Uses and Traditions –
Basil is used in Italian cuisine and in Asian cuisines in Taiwan, Thailand, Vietnam, Cambodia and Laos, due to the marked fragrance of its leaves, which depending on the variety can be more or less sweet or pungent.
This plant is also used as a medicinal species: the leaves and flowering tops are used to prepare infusions with sedative action, antispasmodic of the digestive tract, stomachic and diuretic, antimicrobial, anti-inflammatory. Basil is also used against indigestion and as a vermifuge. It can be used as a mouthwash against inflammation of the oral cavity. From the basil an oil is extracted that is used for bruises or rheumatism.
Its essential oil is also used for the preparation of perfumes and liqueurs; from the distillation of the fresh plant an essence containing eucalyptol and eugenol is obtained.
In history, basil has not distinguished itself as a food but as an element in the widespread superstitions among the peoples of Asia, the Middle East and the Mediterranean. As a food use we find the basil in literature only from the end of the eighteenth century. Nineteenth century explorers reported having met several species of Ocimum in Africa, Persia and Tropical Asia, either native or cultivated.
Among the ancient Egyptians and Greeks, basil had the auspicious symbol for the afterlife; in fact it was used for the embalming. The Chinese and the Arabs knew their medicinal properties, while the Crusaders filled their ships to hunt insects and bad smells. To confirm this, a 1989 study on essential basil oil shows that the plant has fungicidal and insect repellent properties. A similar study from 2009 confirms that plant extracts are very toxic to mosquitoes.
At the Greeks and Romans basil was considered a diabolical symbol of misfortune and hatred. Pliny the Elder attributed to the plant the ability to generate states of torpor and insanity, while according to Chrysippus it could be harmful to the stomach and the liver. The ancient Romans associated him with the mythological figure of the basilisk, a snake-shaped creature capable of killing with his eyes: the basil would serve as an antidote to his poison. An African legend also maintains that basil protects from scorpions.
In the Middle Ages it was used to heal from wounds and was a vulnerable water ingredient, once used for external applications. For others it was considered poisonous.

Preparation Mode –
The basil is used in the kitchen for the preparation and flavoring of various dishes. Suffice it to mention all the Genoese Pesto, where the fresh basil is crushed with a pestle in the traditional mortar. To keep its aroma intact, the basil must be used fresh and added to the dishes at the last moment. Cooking quickly attenuates the flavor to neutralize it, leaving little of its scent.

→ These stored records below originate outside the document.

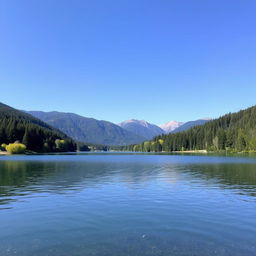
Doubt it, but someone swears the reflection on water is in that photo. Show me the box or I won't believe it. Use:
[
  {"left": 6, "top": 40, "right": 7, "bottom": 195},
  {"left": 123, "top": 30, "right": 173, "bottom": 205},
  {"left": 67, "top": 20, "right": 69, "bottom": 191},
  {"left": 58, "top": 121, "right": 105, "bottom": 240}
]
[{"left": 0, "top": 154, "right": 256, "bottom": 256}]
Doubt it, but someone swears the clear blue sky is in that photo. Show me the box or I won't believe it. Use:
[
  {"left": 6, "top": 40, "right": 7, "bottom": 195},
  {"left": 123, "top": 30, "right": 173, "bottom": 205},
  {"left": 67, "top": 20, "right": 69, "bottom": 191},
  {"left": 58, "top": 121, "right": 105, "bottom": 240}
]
[{"left": 0, "top": 0, "right": 256, "bottom": 124}]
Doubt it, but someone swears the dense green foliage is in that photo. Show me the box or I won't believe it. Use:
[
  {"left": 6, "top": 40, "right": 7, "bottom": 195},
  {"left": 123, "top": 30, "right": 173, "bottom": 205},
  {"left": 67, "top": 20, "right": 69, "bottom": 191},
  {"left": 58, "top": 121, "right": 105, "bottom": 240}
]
[
  {"left": 27, "top": 111, "right": 145, "bottom": 145},
  {"left": 122, "top": 107, "right": 256, "bottom": 152},
  {"left": 0, "top": 103, "right": 76, "bottom": 152}
]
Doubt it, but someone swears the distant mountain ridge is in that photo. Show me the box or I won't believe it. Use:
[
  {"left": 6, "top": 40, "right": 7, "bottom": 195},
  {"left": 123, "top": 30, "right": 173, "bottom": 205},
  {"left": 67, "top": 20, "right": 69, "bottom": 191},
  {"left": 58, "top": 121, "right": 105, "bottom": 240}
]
[
  {"left": 27, "top": 111, "right": 145, "bottom": 146},
  {"left": 118, "top": 119, "right": 164, "bottom": 140},
  {"left": 159, "top": 121, "right": 184, "bottom": 133},
  {"left": 171, "top": 118, "right": 212, "bottom": 133}
]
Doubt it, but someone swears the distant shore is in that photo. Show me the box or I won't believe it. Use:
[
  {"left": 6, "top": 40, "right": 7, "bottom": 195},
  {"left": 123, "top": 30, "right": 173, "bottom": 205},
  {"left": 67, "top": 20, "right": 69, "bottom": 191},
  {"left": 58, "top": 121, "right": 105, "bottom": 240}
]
[
  {"left": 0, "top": 151, "right": 10, "bottom": 155},
  {"left": 171, "top": 149, "right": 208, "bottom": 154}
]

It can be dried but almost completely loses its flavor. In the refrigerator it can be stored for a few days, wrapped in a kitchen towel. In the freezer, on the other hand, flavor and aroma are preserved for several months.

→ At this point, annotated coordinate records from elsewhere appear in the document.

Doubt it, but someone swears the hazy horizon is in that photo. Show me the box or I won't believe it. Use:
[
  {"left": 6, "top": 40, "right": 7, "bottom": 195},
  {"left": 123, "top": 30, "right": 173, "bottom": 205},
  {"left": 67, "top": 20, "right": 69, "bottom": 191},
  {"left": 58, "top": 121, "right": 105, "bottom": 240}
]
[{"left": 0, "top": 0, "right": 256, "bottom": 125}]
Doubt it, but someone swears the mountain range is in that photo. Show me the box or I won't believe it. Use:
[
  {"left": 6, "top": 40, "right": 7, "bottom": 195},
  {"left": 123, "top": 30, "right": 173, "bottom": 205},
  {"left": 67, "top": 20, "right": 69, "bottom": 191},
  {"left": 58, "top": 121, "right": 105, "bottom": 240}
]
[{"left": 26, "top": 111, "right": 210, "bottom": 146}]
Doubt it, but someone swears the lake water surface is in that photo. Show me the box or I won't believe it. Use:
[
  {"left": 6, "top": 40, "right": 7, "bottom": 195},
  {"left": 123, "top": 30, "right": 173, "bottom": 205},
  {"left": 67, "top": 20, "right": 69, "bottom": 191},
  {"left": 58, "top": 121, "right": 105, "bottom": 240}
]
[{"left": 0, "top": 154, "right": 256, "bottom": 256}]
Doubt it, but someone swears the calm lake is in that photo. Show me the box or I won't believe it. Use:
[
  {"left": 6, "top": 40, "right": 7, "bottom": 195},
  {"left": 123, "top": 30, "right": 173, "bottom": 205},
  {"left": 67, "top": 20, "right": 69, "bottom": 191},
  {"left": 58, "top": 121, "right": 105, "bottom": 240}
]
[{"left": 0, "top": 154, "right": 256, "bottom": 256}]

Basil is used to flavor salads, especially with ripe tomatoes, or zucchini, garlic, seafood, fish, scrambled eggs, chicken, rabbit, duck, rice salads, soups, pasta and tomato sauces.
Even in Asian cuisine, especially in Taiwan, it is used a lot and frequently in soups. Whole leaves accompany fried chicken or are used to flavor milk and creams.

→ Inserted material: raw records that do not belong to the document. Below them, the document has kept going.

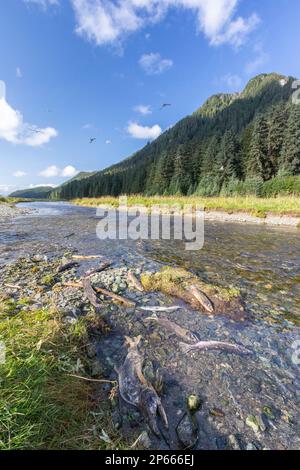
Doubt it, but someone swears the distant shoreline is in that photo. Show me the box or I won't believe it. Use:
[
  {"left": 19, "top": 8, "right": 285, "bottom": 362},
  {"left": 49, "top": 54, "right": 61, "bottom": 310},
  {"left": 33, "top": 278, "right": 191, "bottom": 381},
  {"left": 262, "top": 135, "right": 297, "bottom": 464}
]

Because of its predominant aroma, the basil is difficult to combine with other aromatic herbs such as thyme and rosemary, while it can be paired with parsley and mint in some Sicilian pests.

Guido Bissanti

– Acta Plantarum – Flora of the Italian Regions.
– Wikipedia, the free encyclopedia.
– Treben M., 2000. Health from the Pharmacy of the Lord, Advice and experience with medicinal herbs, Ennsthaler Publisher
– Pignatti S., 1982. Flora of Italy, Edagricole, Bologna.
– Conti F., Abbate G., Alessandrini A., Blasi C. (ed), 2005. An annotated checklist of the Italian vascular flora, Palombi Editore.

Warning: Pharmaceutical applications and alimurgical uses are indicated for informational purposes only and do not in any way represent a medical prescription; there is therefore no liability for their use for curative, aesthetic or food purposes.